Over more than four months, no Proud Boy took the stand and said he was aware of a specific, explicit plan to attack the Capitol or disrupt the joint session of Congress. Even Bertino, who pleaded guilty to seditious conspiracy, said he believed the group had an “implicit” understanding that their role was as the “tip of the spear” for the pollical right. In their plea deals, neither Pruitt, who is now serving more than four years in prison, nor Scott, who faces 41-63 months in prison at his sentencing hearing next month, mentioned any knowledge of a plan. Scott, who helped initiate the surge against the police lines, specifically said he “had not been told the details of any plans” made by Proud Boys leaders.

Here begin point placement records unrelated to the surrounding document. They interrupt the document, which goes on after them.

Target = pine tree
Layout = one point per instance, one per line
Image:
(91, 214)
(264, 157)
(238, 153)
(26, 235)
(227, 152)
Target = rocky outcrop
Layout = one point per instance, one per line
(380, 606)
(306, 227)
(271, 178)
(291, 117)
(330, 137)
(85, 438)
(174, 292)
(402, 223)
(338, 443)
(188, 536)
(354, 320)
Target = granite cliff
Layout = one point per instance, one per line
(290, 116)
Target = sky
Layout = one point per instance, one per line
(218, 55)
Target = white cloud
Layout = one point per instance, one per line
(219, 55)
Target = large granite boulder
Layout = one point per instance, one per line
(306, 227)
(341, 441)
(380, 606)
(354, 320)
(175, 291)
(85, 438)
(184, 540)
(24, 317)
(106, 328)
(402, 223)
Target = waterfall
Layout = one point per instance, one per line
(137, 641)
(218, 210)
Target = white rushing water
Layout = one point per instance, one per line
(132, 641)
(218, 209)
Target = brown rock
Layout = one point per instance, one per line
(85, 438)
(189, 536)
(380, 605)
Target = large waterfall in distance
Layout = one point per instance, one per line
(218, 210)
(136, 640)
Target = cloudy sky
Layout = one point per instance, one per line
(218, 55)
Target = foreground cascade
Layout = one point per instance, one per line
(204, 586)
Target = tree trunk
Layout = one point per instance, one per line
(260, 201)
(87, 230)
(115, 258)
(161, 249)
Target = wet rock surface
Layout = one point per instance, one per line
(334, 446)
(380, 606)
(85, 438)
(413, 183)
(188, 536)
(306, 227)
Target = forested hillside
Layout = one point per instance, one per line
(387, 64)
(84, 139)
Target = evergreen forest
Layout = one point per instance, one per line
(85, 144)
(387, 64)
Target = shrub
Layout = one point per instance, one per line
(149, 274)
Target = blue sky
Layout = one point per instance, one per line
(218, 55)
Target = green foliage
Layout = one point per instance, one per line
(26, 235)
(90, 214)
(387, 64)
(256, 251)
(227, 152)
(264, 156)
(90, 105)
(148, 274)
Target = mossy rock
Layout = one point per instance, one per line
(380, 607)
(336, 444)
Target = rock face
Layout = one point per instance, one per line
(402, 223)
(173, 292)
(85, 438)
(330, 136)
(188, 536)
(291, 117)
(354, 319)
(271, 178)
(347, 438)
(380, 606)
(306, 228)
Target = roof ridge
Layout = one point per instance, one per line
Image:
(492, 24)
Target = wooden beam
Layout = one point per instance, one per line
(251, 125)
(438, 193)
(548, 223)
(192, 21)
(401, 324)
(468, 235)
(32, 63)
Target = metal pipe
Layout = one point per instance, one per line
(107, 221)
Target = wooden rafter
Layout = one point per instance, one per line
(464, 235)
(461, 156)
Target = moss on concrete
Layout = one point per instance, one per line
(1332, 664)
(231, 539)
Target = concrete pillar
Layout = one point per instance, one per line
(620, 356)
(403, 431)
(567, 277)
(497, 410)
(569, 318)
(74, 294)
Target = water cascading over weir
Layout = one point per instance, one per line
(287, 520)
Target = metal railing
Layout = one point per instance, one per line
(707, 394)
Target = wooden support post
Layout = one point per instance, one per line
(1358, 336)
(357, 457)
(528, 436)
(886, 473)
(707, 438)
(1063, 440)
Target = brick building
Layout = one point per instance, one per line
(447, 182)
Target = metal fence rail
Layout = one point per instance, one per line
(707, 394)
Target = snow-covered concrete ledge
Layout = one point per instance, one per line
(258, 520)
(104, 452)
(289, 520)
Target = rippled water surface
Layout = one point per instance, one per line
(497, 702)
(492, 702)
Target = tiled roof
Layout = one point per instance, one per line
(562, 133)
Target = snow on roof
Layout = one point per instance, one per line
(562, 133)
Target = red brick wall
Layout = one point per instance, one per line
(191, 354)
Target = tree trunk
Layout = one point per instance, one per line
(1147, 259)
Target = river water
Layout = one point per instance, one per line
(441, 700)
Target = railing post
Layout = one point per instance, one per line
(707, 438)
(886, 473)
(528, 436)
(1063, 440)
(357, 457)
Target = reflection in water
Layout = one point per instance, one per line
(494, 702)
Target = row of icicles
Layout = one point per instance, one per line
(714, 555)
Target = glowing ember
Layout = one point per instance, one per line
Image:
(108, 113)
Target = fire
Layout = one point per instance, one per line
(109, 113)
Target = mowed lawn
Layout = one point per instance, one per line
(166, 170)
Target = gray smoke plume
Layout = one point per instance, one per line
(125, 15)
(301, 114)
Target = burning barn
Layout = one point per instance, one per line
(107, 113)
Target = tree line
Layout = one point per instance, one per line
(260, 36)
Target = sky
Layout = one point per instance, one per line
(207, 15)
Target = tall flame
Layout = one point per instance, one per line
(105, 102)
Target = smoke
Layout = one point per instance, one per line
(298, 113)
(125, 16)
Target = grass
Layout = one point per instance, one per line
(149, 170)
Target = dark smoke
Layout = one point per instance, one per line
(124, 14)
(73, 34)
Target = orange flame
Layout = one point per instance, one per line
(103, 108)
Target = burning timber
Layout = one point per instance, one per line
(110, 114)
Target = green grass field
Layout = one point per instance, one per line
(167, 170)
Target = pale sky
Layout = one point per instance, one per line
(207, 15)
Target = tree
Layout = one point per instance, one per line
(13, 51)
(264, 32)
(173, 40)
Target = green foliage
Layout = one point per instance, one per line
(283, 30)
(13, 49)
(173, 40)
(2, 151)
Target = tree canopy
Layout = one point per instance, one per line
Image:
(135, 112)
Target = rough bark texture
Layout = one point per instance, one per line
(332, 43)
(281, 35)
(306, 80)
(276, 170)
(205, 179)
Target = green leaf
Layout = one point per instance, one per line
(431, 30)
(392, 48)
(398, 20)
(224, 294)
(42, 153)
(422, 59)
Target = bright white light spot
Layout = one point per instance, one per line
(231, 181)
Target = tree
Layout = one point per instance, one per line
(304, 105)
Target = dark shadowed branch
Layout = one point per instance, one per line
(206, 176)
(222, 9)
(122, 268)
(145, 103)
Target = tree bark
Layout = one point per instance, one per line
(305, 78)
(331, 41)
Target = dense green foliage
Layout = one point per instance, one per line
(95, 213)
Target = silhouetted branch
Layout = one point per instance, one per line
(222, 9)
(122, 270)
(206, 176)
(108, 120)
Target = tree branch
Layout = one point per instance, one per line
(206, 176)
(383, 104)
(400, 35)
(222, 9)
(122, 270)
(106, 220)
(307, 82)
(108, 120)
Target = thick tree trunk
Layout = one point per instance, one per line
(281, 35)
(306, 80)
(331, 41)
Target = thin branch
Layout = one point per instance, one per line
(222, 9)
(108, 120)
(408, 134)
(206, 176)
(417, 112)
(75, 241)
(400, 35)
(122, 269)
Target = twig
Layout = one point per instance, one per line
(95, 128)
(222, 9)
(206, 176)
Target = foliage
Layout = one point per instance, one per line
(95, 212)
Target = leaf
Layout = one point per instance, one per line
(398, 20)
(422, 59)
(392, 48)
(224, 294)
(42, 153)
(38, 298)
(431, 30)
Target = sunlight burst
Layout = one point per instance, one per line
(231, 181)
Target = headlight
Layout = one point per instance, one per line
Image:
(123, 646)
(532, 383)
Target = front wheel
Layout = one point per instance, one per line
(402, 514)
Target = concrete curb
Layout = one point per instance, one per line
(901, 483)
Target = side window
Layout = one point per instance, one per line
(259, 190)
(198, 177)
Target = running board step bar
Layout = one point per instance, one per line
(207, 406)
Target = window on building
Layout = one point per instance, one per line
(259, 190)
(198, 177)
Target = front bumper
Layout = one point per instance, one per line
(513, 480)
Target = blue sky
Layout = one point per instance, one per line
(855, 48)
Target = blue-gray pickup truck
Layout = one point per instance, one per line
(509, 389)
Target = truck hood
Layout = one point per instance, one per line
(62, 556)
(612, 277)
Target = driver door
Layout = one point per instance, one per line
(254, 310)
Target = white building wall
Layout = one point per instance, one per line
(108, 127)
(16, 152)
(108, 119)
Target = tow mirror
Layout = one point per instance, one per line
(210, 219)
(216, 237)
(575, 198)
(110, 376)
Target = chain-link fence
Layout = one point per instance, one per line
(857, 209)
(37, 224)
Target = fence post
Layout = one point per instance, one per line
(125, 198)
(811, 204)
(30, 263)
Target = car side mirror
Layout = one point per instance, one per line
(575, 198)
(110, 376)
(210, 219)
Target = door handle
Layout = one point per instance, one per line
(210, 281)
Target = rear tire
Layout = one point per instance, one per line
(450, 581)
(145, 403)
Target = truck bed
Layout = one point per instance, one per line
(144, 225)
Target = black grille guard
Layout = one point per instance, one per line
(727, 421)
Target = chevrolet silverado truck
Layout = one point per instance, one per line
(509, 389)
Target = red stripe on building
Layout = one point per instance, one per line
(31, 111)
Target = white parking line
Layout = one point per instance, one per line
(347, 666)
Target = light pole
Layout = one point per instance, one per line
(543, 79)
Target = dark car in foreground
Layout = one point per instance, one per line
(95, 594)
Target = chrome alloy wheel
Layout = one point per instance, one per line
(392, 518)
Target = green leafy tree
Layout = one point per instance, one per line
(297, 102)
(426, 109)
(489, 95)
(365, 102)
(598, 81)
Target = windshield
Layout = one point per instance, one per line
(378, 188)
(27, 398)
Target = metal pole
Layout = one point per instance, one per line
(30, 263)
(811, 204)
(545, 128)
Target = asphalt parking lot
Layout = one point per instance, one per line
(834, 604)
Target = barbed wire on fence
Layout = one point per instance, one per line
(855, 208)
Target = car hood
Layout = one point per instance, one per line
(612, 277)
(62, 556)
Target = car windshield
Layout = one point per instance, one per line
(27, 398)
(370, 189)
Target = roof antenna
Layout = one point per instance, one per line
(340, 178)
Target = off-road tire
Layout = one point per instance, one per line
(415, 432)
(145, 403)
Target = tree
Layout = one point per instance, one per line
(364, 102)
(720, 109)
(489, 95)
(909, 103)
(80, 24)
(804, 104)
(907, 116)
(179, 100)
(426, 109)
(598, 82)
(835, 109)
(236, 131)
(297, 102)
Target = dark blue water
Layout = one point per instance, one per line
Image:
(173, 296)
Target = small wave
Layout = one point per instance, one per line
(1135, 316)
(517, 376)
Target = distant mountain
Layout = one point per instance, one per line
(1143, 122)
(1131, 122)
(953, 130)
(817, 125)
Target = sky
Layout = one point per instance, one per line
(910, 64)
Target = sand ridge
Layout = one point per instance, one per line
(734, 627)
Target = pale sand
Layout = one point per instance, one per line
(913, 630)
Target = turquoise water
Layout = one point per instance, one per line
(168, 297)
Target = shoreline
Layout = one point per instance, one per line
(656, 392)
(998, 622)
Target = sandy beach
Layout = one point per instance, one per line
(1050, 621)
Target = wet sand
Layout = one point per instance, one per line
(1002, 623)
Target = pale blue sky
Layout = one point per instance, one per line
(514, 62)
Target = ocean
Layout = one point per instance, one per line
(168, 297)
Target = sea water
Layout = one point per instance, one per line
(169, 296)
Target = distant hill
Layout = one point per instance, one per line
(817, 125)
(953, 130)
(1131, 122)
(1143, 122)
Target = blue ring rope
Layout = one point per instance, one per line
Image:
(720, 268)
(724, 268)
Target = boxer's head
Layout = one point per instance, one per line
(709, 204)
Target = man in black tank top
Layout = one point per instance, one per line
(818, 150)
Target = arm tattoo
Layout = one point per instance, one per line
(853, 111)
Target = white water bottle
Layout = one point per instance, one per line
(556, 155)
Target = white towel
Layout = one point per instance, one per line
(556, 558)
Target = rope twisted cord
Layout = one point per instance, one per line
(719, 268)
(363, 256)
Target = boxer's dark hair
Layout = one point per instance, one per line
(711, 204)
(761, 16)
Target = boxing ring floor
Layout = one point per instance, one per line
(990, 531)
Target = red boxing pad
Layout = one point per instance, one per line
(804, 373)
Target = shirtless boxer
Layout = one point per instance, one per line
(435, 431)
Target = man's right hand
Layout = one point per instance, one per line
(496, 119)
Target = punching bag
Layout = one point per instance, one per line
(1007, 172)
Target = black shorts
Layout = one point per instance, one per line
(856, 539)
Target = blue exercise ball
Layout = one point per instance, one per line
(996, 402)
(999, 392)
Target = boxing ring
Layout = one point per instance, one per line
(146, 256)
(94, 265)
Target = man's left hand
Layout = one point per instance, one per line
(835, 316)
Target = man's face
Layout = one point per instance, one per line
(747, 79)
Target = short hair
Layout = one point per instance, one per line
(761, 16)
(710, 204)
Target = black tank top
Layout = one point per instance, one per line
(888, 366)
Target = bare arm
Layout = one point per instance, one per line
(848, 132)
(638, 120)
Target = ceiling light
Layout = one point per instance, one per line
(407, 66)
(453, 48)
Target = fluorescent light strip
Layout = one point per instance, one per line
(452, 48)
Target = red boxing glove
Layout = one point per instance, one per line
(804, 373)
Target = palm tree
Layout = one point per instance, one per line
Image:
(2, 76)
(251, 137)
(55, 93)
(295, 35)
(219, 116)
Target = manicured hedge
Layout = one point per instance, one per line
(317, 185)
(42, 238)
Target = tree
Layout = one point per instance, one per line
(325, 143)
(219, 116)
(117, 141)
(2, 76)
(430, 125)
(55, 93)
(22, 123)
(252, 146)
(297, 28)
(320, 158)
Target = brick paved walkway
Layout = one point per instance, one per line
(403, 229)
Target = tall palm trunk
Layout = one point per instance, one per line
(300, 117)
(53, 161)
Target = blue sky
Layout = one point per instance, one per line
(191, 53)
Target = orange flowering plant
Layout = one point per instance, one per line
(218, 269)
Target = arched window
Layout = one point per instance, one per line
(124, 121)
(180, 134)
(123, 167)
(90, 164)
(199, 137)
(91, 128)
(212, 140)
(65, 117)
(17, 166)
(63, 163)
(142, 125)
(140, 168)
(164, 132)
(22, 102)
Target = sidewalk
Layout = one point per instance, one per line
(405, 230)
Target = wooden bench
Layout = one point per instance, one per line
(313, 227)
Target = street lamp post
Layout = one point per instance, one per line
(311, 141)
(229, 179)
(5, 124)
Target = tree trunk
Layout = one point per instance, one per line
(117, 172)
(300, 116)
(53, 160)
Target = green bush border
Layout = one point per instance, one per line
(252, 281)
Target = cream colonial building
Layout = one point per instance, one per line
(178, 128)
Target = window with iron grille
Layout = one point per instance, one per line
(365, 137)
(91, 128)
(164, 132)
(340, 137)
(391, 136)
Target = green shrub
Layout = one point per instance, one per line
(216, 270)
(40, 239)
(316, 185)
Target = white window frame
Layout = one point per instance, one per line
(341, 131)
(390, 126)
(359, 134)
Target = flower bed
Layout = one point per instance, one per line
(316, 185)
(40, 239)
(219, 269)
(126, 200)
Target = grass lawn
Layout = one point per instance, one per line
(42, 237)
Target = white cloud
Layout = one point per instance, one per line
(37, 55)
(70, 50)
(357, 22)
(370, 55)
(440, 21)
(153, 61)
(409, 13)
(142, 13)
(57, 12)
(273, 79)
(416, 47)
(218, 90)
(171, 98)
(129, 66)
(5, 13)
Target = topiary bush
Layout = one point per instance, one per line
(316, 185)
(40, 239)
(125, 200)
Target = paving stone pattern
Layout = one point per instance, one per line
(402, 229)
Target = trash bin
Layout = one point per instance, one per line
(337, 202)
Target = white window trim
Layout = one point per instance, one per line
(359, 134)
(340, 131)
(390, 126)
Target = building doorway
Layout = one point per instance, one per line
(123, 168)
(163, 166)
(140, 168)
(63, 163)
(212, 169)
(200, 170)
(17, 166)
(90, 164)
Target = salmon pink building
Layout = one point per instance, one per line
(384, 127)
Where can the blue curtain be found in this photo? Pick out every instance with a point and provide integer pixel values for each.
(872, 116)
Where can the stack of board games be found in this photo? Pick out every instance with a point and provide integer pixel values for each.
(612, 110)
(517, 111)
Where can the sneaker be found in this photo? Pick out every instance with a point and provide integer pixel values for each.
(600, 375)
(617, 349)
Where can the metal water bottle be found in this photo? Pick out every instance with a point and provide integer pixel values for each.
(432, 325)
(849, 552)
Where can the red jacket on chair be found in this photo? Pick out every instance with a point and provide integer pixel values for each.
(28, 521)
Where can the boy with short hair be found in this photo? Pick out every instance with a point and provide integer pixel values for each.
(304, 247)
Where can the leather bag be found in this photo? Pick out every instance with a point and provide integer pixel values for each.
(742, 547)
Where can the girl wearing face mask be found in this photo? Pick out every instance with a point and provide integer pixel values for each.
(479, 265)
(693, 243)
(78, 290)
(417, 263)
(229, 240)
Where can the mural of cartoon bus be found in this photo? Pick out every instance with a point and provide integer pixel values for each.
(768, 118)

“This is not even close on conspiracy,” attorney Nick Smith, representing Nordean, told the jury. “It’s not even close. The government’s case is held together with paper clips and rubber bands.”

Nordean, a former bodybuilder who gained fame among the Proud Boys for punching a counter-protestor in Portland in 2018, took the reins of the group on Jan. 6 alongside Biggs following Tarrio’s arrest in D.C. two days earlier. Nordean and Biggs, a U.S. Army veteran and Purple Heart recipient, helped lead the Proud Boys from the Washington Monument to the Capitol and can be seen at one point helping to dismantle fencing near the West Terrace. Both men entered the building, as did Rehl and Pezzola.

During trial, Smith downplayed Nordean’s leadership abilities – repeatedly quoting another Proud Boy who said the group was “so disorganized they couldn’t even order McDonald’s.” He also pointed to a video of Nordean pulling another man off a police officer.

“Why would someone planning to interfere with law enforcement stop an assault?” Smith asked. “It doesn’t make any sense.”

The riot, Smith said, was just that: a riot.

“It’s not a deep-laid conspiracy,” he told jurors.

Throughout the trial, defense attorneys repeatedly accused the government of misrepresenting evidence and calling witnesses they knew were being untruthful – particularly Bertino, who Tarrio’s attorney Nayib Hassan took to calling “Lying Bertino.” Rehl’s attorney, Carmen Hernandez, accused prosecutors of withholding evidence when they produced a video purporting to show him pepper spraying police only after his cross-examination began. Several of the attorneys suggested it was the former president, not their clients, who should be sitting in front of the jury.

“It was Donald Trump’s words, it was his motivation, it was his anger that caused what happened on Jan. 6 in your amazing, beautiful city,” Hassan said. “It was not Enrique Tarrio. They want to use Enrique Tarrio as a scapegoat for Donald Trump and those in power. They want to use you.”